CILEGON,RADARBANTEN.CO.ID-Honorer R4 merupakan golongan tenaga honorer yang tidak terdaftar di database Badan Kepegawaian Negara (BKN).
Status tenaga honorer R4 sampai hari ini belum memiliki landasan peraturan yang jelas, perihal status dan kelangsungannya.
Untuk honorer R2 dan R3 tertuang dalam regulasi Menteri PAN RB Nomor B/5993/M.SM.01.00/2024. Dalam surat tersebut, tenaga honorer yang tidak kebagian formasi R2 dan R3 akan dialihkan menjadi PPPK Paruh Waktu.
Sementara tenaga honorer R4 yang tidak terdaftar di Database dan memiliki masa kerja kurang dari dua tahun, terancam akan dirumahkan atau dialihstatuskan.
Hal itu disampaikan oleh Pimpinan Presidium Forum Komunikasi Tenaga Teknis dan Administrasi Honorer (Fortrah) Vicky Irfandi usai hearing bersama Dewan Perwakilan Rakyat Daerah (DPRD) Kota Cilegon, Badan Kepegawaian dan Pengembangan Sumber Daya Manusia (BPSDM) dan Badan Pengelola Keuangan dan Aset Daerah (BPKAD) pada Senin (3/1) di Ruang Rapat DPRD Kota Cilegon.
“Mengenai isu dirumahkan itu, yang dimaksud dirumahkan tadi, yang tadi saya sampaikan di awal, mungkin ini pilihan pahit ketika regulasi itu belum tertuang itu untuk R4, kalau kami R2 dan R3 kan sudah tertuang, ada cantolan regulasinya yaitu adalah keputusan PAN-RB nomor 16 2025 untuk menjadi paruh waktu kemudian menjadi penuh waktu, ” ucapnya.

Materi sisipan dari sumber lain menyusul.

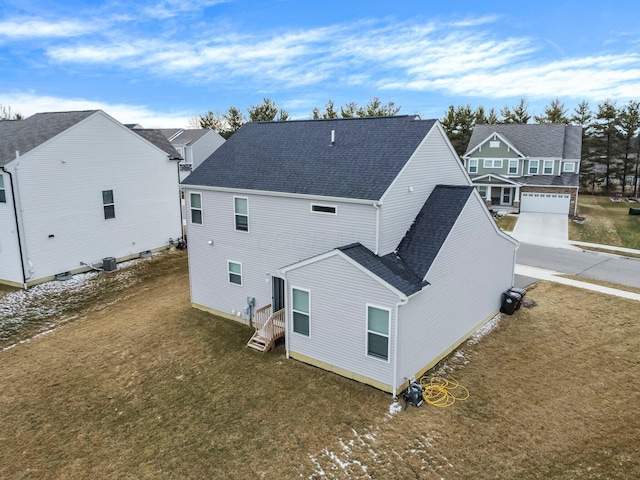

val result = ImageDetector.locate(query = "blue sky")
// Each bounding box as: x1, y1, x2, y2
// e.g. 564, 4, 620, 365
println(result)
0, 0, 640, 128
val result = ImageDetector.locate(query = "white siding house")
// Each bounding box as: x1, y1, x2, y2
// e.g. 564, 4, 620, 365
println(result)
0, 110, 180, 287
183, 116, 517, 394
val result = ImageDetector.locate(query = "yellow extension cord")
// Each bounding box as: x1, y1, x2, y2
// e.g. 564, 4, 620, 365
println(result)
420, 376, 469, 408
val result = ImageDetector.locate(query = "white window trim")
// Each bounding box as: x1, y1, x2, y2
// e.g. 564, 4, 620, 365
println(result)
289, 285, 311, 338
227, 260, 244, 287
364, 303, 391, 363
233, 195, 251, 233
189, 192, 204, 226
309, 203, 338, 215
482, 158, 502, 168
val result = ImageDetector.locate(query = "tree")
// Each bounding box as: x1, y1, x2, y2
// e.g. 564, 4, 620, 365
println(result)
618, 100, 640, 195
0, 104, 24, 120
356, 97, 402, 117
592, 100, 621, 192
249, 98, 289, 122
570, 100, 599, 193
500, 98, 531, 123
534, 98, 571, 124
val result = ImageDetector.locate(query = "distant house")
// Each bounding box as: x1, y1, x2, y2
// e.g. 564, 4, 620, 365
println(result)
182, 116, 517, 394
0, 110, 181, 288
160, 128, 224, 182
462, 124, 582, 215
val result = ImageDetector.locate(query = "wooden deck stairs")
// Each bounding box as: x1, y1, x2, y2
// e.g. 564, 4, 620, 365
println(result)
247, 305, 285, 353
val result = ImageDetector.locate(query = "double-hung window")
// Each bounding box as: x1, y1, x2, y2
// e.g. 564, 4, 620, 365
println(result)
189, 193, 202, 225
227, 260, 242, 285
291, 288, 311, 337
484, 158, 502, 168
542, 160, 553, 175
102, 190, 116, 220
367, 305, 389, 360
233, 197, 249, 232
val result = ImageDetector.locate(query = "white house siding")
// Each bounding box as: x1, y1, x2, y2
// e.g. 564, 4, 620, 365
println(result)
397, 193, 516, 386
185, 187, 376, 318
7, 112, 180, 282
0, 178, 23, 286
378, 124, 470, 256
287, 255, 399, 390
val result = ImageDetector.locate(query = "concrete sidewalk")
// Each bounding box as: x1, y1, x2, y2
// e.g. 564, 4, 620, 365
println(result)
515, 264, 640, 302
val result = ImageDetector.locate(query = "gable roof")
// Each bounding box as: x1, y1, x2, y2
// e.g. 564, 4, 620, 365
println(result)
183, 115, 436, 200
465, 123, 582, 159
131, 128, 182, 160
338, 185, 474, 296
0, 110, 99, 167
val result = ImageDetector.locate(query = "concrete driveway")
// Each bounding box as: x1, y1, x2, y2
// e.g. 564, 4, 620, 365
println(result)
509, 213, 572, 248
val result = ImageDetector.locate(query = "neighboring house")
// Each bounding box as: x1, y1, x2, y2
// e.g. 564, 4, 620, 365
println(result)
0, 110, 185, 288
462, 124, 582, 215
160, 128, 224, 182
183, 116, 517, 395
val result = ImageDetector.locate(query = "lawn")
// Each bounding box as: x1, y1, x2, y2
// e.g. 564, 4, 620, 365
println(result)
569, 195, 640, 250
0, 252, 640, 479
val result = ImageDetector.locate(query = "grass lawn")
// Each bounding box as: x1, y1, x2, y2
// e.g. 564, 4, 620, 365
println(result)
569, 195, 640, 250
0, 252, 640, 479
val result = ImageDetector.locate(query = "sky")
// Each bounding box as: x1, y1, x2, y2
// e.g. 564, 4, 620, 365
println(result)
0, 0, 640, 128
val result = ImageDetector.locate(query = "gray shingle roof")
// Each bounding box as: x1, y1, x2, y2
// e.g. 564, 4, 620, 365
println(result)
184, 116, 436, 200
0, 110, 98, 167
131, 128, 182, 160
339, 185, 474, 296
465, 123, 582, 159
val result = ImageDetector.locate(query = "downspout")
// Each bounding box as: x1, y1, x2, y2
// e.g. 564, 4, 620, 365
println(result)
2, 167, 27, 290
393, 297, 409, 398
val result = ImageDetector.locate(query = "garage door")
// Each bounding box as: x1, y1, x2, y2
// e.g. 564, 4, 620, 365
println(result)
520, 192, 571, 215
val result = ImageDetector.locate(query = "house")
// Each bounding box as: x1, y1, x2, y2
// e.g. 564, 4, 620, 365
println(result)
462, 124, 582, 216
0, 110, 181, 288
160, 128, 224, 182
182, 116, 517, 395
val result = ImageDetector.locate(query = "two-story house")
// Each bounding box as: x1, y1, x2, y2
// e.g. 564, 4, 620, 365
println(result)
0, 110, 181, 288
182, 116, 517, 395
462, 124, 582, 215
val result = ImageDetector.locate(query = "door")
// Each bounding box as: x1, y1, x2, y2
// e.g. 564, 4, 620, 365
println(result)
271, 277, 284, 313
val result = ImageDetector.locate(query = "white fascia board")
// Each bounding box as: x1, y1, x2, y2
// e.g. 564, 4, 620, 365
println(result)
180, 183, 382, 205
278, 249, 407, 300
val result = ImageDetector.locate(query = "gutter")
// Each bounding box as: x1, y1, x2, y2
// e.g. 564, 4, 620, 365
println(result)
2, 167, 27, 290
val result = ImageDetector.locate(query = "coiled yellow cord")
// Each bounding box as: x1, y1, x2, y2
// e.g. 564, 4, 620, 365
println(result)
420, 376, 469, 408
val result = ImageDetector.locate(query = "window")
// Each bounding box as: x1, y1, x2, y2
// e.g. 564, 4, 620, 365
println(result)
227, 260, 242, 285
189, 193, 202, 225
291, 288, 311, 337
484, 158, 502, 168
233, 197, 249, 232
102, 190, 116, 220
311, 203, 337, 215
367, 305, 389, 360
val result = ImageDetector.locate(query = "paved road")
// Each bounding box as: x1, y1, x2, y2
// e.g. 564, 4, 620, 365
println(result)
516, 243, 640, 288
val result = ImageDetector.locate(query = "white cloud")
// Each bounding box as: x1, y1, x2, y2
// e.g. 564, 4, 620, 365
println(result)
0, 92, 192, 128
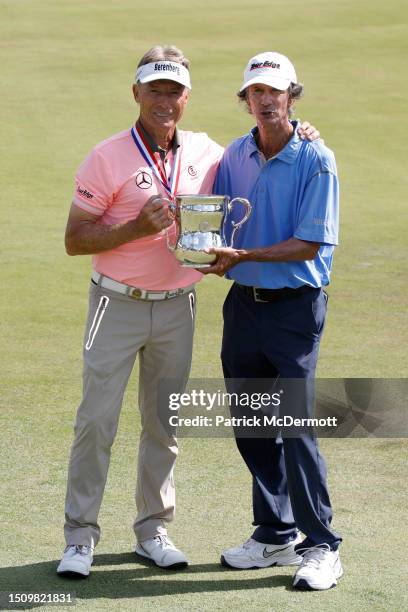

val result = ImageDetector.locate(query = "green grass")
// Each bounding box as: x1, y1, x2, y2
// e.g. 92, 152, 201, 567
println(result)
0, 0, 408, 611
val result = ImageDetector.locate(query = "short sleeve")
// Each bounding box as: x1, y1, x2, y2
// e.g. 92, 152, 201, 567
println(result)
73, 149, 114, 215
294, 170, 339, 245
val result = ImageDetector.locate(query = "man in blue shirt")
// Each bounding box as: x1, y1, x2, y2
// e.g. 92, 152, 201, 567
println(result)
206, 52, 343, 590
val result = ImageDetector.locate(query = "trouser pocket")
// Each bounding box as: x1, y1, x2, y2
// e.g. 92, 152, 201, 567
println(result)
85, 295, 109, 351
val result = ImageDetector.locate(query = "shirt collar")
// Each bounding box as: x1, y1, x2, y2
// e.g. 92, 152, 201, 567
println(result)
136, 119, 181, 155
248, 121, 302, 164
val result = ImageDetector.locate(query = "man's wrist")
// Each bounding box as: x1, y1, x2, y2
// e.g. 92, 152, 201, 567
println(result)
236, 249, 252, 263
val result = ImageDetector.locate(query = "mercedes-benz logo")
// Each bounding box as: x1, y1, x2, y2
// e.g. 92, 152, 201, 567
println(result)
135, 170, 153, 189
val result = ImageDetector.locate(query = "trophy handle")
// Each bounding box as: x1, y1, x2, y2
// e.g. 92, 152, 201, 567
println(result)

Vicky menambahkan bahwa ia bersama rekan rekan akan tetap memperjuangkan rekan rekan honorer yang berstatus R4.
“Itu yang tidak terdata dalam pangkalan itu juga kita perhatikan, kita perjuangkan sambil menunggu regulasi terbaru supaya rekan-rekan yang R4 pun melalui rapat forum hearing ini ada kepastian hukumnya, ” tambahnya.
Vicky juga menambahkan bahwa untuk honorer R4 itu bisa disiasati oleh pemerintah daerah melalui beberapa mekanisme yang bisa diterapkan.
“Nah yang jadi soal ini, sebenarnya banyak solusi yang ditawarkan, apakah tadi outsourching, khususnya pengemudi, kemudian apa lagi, kebersihan dan keamanan itu juga solusi terbaik. Tapi kita berharapnya ya bisa paruh waktu dulu lah, ” pungkasnya.